From eaf1c541afe10cf2746bd8812f6c97c6d9b8be09 Mon Sep 17 00:00:00 2001
From: Peli de Halleux <pelikhan@users.noreply.github.com>
Date: Mon, 9 Dec 2024 16:32:44 +0000
Subject: [PATCH] =?UTF-8?q?feat:=20=F0=9F=9A=80=20add=20prompt=20caching?=
 =?UTF-8?q?=20support=20and=20improve=20handling?=
MIME-Version: 1.0
Content-Type: text/plain; charset=UTF-8
Content-Transfer-Encoding: 8bit

---
 .../content/docs/reference/scripts/context.md | 10 ++-
 .../docs/reference/scripts/prompt-caching.mdx | 37 ++++++++++
 packages/core/src/chat.ts                     | 74 ++++++++++++-------
 packages/core/src/chattypes.ts                | 27 +++++--
 packages/core/src/openai.ts                   |  1 +
 packages/core/src/promptdom.ts                | 61 +++++----------
 packages/core/src/runpromptcontext.ts         | 10 ++-
 packages/core/src/transformers.ts             |  4 +-
 packages/core/src/types/prompt_template.d.ts  | 11 +++
 9 files changed, 155 insertions(+), 80 deletions(-)

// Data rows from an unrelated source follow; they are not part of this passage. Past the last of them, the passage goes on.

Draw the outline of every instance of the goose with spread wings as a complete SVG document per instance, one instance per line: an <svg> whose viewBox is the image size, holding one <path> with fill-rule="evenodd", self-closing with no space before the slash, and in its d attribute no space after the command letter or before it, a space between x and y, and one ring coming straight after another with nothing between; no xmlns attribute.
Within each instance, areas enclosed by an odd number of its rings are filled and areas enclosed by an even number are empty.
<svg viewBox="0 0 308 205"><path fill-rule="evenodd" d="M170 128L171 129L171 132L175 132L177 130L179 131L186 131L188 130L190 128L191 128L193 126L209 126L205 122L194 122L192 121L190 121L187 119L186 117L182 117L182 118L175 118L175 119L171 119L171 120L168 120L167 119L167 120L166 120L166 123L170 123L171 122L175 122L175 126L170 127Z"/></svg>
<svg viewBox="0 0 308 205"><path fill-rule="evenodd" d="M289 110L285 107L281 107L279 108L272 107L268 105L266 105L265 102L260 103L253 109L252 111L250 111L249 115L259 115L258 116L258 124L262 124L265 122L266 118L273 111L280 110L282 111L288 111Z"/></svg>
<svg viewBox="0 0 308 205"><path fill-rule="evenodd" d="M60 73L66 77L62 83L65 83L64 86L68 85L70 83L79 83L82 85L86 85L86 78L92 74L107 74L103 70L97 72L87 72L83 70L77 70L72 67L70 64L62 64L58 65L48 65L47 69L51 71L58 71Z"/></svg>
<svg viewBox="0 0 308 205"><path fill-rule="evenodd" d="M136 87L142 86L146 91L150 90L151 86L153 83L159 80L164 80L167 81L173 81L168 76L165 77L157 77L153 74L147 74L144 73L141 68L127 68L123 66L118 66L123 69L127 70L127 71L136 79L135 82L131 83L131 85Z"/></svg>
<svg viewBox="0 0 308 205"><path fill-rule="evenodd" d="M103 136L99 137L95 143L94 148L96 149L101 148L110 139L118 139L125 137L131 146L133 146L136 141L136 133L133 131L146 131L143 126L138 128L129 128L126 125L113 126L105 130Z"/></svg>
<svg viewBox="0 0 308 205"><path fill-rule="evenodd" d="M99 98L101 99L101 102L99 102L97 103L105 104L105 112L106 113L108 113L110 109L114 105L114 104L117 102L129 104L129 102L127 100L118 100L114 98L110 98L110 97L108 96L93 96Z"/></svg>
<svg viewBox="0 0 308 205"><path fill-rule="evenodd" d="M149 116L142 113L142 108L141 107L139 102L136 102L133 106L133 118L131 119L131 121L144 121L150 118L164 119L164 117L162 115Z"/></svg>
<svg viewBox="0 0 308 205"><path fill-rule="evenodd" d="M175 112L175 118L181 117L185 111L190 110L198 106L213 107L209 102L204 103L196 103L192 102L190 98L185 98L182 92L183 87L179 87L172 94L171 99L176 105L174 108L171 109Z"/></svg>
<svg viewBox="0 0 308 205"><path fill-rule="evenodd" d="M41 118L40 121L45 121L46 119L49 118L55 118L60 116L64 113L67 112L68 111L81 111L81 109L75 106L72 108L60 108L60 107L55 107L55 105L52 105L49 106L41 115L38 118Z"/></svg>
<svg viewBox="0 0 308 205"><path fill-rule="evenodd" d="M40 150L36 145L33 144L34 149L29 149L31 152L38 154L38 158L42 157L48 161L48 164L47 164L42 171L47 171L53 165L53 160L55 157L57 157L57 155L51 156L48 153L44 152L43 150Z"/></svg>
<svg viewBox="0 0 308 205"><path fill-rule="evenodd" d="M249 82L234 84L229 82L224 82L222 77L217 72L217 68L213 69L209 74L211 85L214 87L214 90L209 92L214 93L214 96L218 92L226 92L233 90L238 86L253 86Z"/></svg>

 create mode 100644 docs/src/content/docs/reference/scripts/prompt-caching.mdx

diff --git a/docs/src/content/docs/reference/scripts/context.md b/docs/src/content/docs/reference/scripts/context.md
index 725f9c6f7f..dd6241cd4e 100644
--- a/docs/src/content/docs/reference/scripts/context.md
+++ b/docs/src/content/docs/reference/scripts/context.md
@@ -200,13 +200,19 @@ def("FILE", env.files, { sliceSample: 100 })
 
 ### Prompt Caching
 
-You can specify `ephemeral: true` to enable prompt caching optimization. In particular, a `def` with `ephemeral` will be rendered at the back of the prompt
-to persist the [cache prefix](https://openai.com/index/api-prompt-caching/).
+You can use `cacheControl: "ephemeral"` to specify that the prompt can be cached
+for a short amount of time, and enable prompt caching optimization, which is supported (differently) by various LLM providers.
+
+```js "ephemeral: true"
+$`...`.cacheControl("ephemeral")
+```
 
 ```js "ephemeral: true"
 def("FILE", env.files, { ephemeral: true })
 ```
 
+Read more about [prompt caching](/genaiscript/reference/scripts/prompt-caching).
+
 ### Safety: Prompt Injection detection
 
 You can schedule a check for prompt injection/jai break with your configured [content safety](/genaiscript/reference/scripts/content-safety) provider.
diff --git a/docs/src/content/docs/reference/scripts/prompt-caching.mdx b/docs/src/content/docs/reference/scripts/prompt-caching.mdx
new file mode 100644
index 0000000000..13e6914692
--- /dev/null
+++ b/docs/src/content/docs/reference/scripts/prompt-caching.mdx
@@ -0,0 +1,37 @@
+---
+title: Prompt Caching
+sidebar:
+    order: 80
+---
+
+Prompt caching is a feature that can reduce processing time and costs for repetitive prompts.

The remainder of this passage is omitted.